Feb 05, 2013
I dont knnow why i feel so bad. I dont have any MAJOR problems and i try to create some to suit my emotions. Well at least thats what i think i do.....i hope not though.....i am just guessing....
But anyway, i am sure i have anxiety, but then i just keep thinking what if others think i am fussing over nothing, and think less of me everytime. The last thing i want is for people to have a low opinion of me.
I feel like i have all these problems, which are not like for example, being abused, however i feel like a complete idiot. I do really just want to die.
I mean whats the point of living a life, where you cannot even decide on why you wake up every morning. When you go to school everyday, and always tell yourself "i know nothing, and i cannot do this work". Why cant i just quit school, then kill myself.

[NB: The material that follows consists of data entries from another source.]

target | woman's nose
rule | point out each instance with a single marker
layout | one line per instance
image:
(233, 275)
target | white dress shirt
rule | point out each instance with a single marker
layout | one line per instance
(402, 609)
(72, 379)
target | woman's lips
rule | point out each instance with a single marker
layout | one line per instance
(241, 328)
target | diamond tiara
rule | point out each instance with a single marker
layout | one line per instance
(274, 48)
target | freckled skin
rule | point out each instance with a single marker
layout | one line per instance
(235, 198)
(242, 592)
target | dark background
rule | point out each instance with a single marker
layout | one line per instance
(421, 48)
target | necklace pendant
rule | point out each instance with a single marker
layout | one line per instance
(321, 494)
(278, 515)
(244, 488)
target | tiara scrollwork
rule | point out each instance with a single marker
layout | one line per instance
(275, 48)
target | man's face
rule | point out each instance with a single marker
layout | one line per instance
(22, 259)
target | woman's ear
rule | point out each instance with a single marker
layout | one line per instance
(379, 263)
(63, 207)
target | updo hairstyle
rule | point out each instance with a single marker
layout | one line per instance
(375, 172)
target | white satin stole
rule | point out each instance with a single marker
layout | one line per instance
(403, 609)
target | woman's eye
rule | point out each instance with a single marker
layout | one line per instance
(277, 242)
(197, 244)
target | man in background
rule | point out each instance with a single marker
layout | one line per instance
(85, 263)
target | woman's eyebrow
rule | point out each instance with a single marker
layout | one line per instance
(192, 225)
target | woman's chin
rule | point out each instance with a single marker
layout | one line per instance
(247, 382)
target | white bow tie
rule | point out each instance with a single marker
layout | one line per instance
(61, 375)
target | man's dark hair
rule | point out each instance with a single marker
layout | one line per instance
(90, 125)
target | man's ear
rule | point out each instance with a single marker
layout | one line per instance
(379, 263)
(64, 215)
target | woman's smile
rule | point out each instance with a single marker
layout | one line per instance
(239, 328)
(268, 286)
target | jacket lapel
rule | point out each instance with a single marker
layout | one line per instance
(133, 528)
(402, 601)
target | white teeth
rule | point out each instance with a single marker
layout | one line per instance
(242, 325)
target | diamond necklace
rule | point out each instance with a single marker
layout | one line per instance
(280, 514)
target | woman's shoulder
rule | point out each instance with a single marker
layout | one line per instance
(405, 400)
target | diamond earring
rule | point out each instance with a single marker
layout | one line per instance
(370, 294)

This may sound exaggerated to others, but to me all my thoughts and the struggles i have at school, and with no one to talk to at all (family-wise.), having no dad, and with no REAL joy in life, and no REAL aim or direction, what is the real point. I knwo i should be thankful for all i do have and not what i dont, but i just wish i had a direction to head in, something to look forward to everyday. But no, i wake up in the morning feeling okay, then arrive at school and it hits me.
If i have problems like wanting attention from others, then i would like to die, if i could. Honestly i would feel so guilty.....
All this time i have assumed that i had depression, but now i keep on thinking, what if i am making it all up. Why do i feel so bad?? What is wrong with me???